Upon graduation and cutting her teeth in her chosen profession, Ogunleye for many years combined her scholarly works with theatre and media practice. She wrote many drama scripts in addition to acting in many video films and producing quite a good number of plays on stage. In her efforts to sustain the Ife International Film Festival, Professor Ogunleye sought funds from local and international agencies, and went ahead to attract participants (filmmakers and scholars) from different parts of the globe, including United States, Britain, South Africa, Swaziland, France, Botswana, South Africa, Kenya, Zimbabwe, Morocco, Ghana and Uganda. The festival has not only promoted sharing of knowledge among scholars and students of different backgrounds, it has equally served as a veritable teaching tool as well as an avenue for prospective scholars and researchers to regain their focus and direction in the fields of drama and film.

On a more important note, Ogunleye had  hinted that the focus of her academic career was to use Drama, Theatre and Mass Media as veritable instruments to improve the society in general.  In her robust academic career, Ogunleye was able to publish more than sixty articles in reputable academic journals and books, cutting across performing arts, the media and the society. In the same vein, the late professor published many plays and relevant textbooks on African Video Film. Some of these include The Innocent Victim (2003), A Little Attack of Pregnancy (2003), Nest in a Cage (2004), Transformation and Advancement: The Video Film in Africa(2012), African Film: Looking Back and Looking Forward (2012), Africa Through the Eye of the Video Camera (2008) and African Video Film Today (2003).

As a demonstration of her Christian principles, Ogunleye also wrote and produced many plays for religious education. She has in the process, helped in popularising Christian drama among film producers and theatre practitioners alike. The professor did not just limit herself to creative and scholarly work, she also practised journalism to a reasonable level, having co-edited the publications of the American Studies Association of Nigeria with other renowned academics. In 2003, she was appointed the substantive editor of the association. During her career, Ogunleye also received various grants, awards and distinguished international academic fellowship. Some of these are Fellowship of the African Humanities Institute (African-American Cinema) from the  University of Legon, Ghana and Northwestern University, Chicago;  Fellowship of the Visual Literacy Institute in Maputo, Mozambique and The Prince Claus Fund for Development for the sponsorship of the Ife International Film Festival.

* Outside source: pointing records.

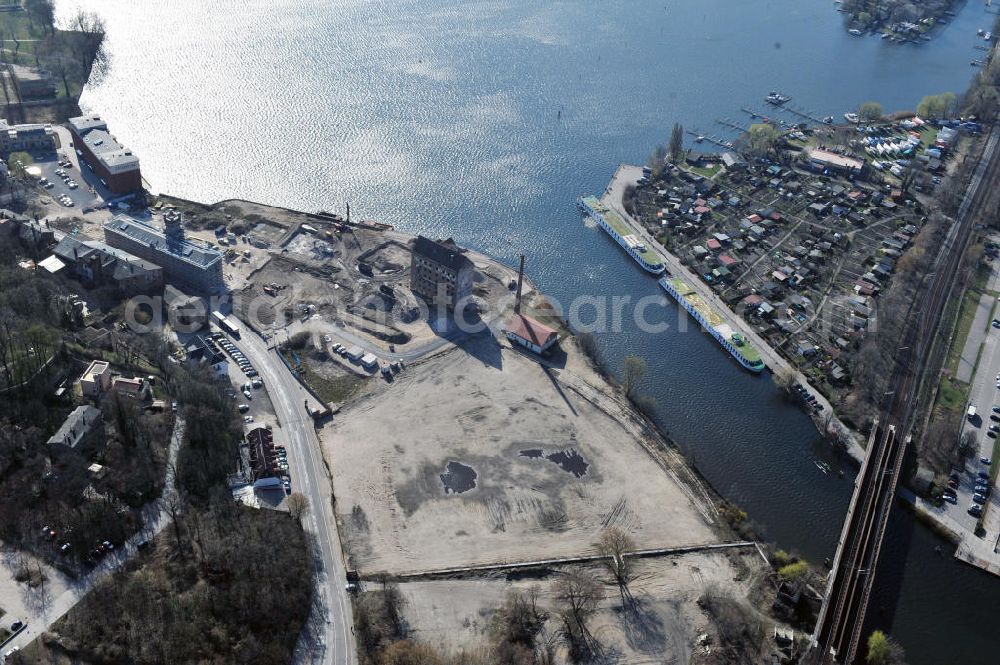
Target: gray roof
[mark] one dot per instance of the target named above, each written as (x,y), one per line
(73,249)
(85,123)
(147,234)
(107,147)
(77,425)
(446,253)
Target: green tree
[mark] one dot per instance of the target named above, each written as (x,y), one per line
(761,138)
(879,651)
(42,11)
(870,111)
(633,369)
(676,146)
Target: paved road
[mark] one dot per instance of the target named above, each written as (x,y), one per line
(329,636)
(156,516)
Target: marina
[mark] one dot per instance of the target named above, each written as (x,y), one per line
(616,227)
(738,347)
(756,447)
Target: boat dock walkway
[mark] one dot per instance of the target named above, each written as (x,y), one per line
(699,137)
(629,175)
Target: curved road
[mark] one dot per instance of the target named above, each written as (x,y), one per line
(329,638)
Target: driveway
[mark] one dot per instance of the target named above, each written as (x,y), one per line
(49,605)
(328,638)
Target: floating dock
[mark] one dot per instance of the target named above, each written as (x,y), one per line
(738,346)
(615,226)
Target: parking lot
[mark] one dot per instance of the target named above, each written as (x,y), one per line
(255,407)
(984,424)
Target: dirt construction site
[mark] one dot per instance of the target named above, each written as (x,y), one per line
(482,455)
(662,621)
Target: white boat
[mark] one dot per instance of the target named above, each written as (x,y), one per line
(618,229)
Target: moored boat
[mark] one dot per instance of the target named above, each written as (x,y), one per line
(738,346)
(617,228)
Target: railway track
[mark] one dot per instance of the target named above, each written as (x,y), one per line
(841,619)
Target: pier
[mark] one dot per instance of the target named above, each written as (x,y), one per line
(726,122)
(711,138)
(805,114)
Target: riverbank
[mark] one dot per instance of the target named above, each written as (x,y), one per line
(825,421)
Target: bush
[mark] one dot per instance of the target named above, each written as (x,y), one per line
(793,571)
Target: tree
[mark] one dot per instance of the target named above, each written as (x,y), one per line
(89,45)
(870,111)
(935,107)
(42,11)
(878,649)
(615,544)
(676,145)
(577,596)
(633,369)
(761,139)
(298,505)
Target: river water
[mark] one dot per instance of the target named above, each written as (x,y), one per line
(484,120)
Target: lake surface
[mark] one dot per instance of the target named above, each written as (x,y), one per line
(484,121)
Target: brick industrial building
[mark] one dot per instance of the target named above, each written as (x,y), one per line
(113,163)
(440,273)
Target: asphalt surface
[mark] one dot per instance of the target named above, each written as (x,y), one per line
(156,516)
(329,636)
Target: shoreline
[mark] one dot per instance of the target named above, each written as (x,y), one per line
(627,175)
(607,396)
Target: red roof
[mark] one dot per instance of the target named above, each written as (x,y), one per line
(530,330)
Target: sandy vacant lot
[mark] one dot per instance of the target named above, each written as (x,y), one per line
(550,469)
(661,626)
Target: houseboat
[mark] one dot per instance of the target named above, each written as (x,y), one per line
(738,346)
(777,98)
(616,227)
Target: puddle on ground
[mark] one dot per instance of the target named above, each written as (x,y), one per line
(568,460)
(458,478)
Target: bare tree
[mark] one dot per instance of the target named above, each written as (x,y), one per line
(578,595)
(633,369)
(298,505)
(615,544)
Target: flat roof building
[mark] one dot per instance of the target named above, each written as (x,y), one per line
(115,164)
(96,380)
(96,263)
(193,267)
(25,138)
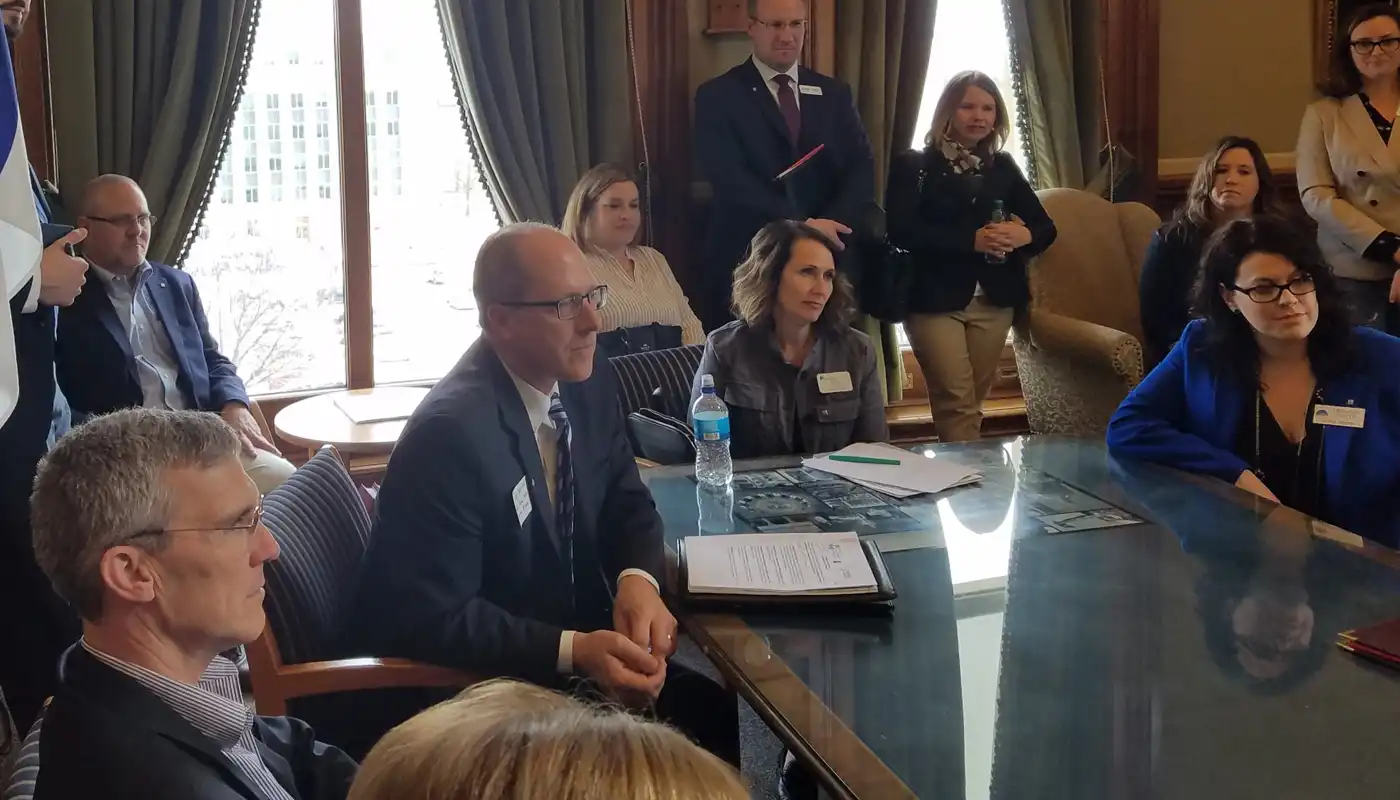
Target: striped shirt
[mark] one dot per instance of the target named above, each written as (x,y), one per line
(214,708)
(644,293)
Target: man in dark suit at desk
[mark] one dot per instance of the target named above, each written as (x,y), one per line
(752,123)
(37,625)
(139,335)
(514,534)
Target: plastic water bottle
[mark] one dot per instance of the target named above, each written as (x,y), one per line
(998,215)
(711,428)
(716,509)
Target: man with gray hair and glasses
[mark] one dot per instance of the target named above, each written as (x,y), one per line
(149,527)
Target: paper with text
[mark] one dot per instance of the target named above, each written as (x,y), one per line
(779,563)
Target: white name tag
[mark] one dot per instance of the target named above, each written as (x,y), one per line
(521,498)
(1340,415)
(832,383)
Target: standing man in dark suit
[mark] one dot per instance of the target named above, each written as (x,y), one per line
(758,119)
(34,624)
(139,335)
(164,563)
(514,534)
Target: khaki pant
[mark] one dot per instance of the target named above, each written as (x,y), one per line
(958,355)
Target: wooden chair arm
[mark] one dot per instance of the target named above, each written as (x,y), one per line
(357,674)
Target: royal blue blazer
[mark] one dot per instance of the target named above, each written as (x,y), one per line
(1186,415)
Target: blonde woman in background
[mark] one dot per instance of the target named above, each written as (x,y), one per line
(1348,171)
(602,217)
(970,272)
(506,740)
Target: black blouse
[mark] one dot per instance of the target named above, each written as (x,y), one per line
(1292,471)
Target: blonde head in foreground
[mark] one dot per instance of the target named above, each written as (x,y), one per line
(504,740)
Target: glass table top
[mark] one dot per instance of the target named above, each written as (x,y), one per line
(1187,653)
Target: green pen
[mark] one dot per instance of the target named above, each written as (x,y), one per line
(865,460)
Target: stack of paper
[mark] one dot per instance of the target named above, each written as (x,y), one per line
(913,475)
(779,565)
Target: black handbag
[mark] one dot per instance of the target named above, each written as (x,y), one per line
(886,269)
(639,339)
(660,437)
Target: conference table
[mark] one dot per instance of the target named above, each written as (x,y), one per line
(1070,626)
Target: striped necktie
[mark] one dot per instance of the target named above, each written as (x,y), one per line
(563,484)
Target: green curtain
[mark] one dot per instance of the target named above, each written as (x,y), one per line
(149,88)
(1056,62)
(882,52)
(546,93)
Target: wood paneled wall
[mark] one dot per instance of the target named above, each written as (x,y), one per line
(31,77)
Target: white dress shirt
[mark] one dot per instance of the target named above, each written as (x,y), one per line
(156,364)
(546,439)
(769,73)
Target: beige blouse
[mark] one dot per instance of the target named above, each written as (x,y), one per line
(644,294)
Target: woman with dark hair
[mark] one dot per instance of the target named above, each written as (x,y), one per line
(1232,181)
(972,222)
(1274,390)
(795,376)
(1348,173)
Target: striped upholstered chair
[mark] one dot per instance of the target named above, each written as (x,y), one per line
(322,527)
(658,380)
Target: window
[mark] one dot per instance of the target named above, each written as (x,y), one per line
(968,35)
(280,282)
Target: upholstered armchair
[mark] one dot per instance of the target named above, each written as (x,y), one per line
(1080,350)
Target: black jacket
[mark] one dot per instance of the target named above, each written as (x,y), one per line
(454,576)
(107,736)
(1169,272)
(940,224)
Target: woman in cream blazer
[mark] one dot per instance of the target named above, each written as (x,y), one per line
(1348,167)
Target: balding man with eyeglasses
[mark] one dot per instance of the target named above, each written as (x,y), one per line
(139,336)
(514,534)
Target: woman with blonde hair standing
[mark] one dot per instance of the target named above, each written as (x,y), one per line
(506,740)
(644,301)
(1348,166)
(972,222)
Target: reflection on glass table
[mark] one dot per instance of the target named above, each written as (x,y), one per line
(1172,639)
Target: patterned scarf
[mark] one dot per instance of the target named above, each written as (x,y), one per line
(962,159)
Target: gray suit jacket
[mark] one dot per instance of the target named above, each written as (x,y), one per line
(1350,182)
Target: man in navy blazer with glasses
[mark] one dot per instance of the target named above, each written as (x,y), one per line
(139,335)
(758,119)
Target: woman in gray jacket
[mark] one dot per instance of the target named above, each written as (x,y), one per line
(797,378)
(1348,166)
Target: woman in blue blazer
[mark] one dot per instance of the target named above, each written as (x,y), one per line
(1274,390)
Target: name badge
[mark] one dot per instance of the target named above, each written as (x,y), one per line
(832,383)
(521,498)
(1340,416)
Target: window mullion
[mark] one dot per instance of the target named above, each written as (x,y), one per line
(354,194)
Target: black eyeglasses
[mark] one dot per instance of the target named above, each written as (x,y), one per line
(571,306)
(779,25)
(251,527)
(1271,292)
(1367,46)
(128,220)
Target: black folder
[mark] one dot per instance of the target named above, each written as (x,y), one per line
(881,600)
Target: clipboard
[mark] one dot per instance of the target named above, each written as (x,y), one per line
(879,601)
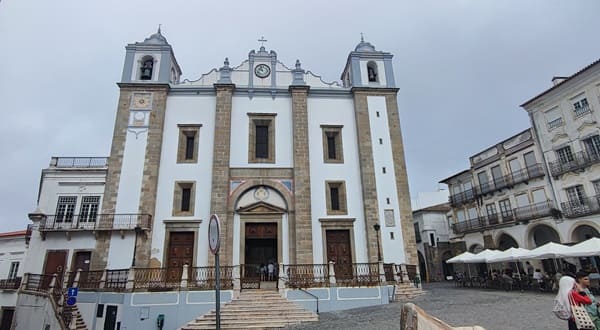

Part of the mission of the late matriarch of Nigerian theatre was to use the arts to build the society. She had used many of her works and papers to preach the gospel of theatre or drama for social change. She insisted that art does not exist only for pleasure, but that it should perform a functional role with the objective of affecting man positively. To this end, she summed up the totality of her inaugural lecture in the following words: The rebuilding of the crumbled moral and socio-political base of modern Nigeria should, among other things, form the major concern of Nigerian Thespians and Cineastes…we must continue to utilize all resources and opportunities at our disposal in a more sustained fashion to engineer and re-engineer the souls of our nation and its people.

There is no doubt that Ogunleye would be missed by most Nigerians, particularly her family members and the theatre community which she left behind. As a distinguished professor of Theatre and Media Arts, Ogunleye has, undoubtedly, impacted positively on the academia, training students and churning out numerous research works that would be of immense benefits to many generations to come. In fact, she would be missed greatly on the global platform by the community of film scholars, critics and producers. May her gentle soul rest in the bosom of the lord.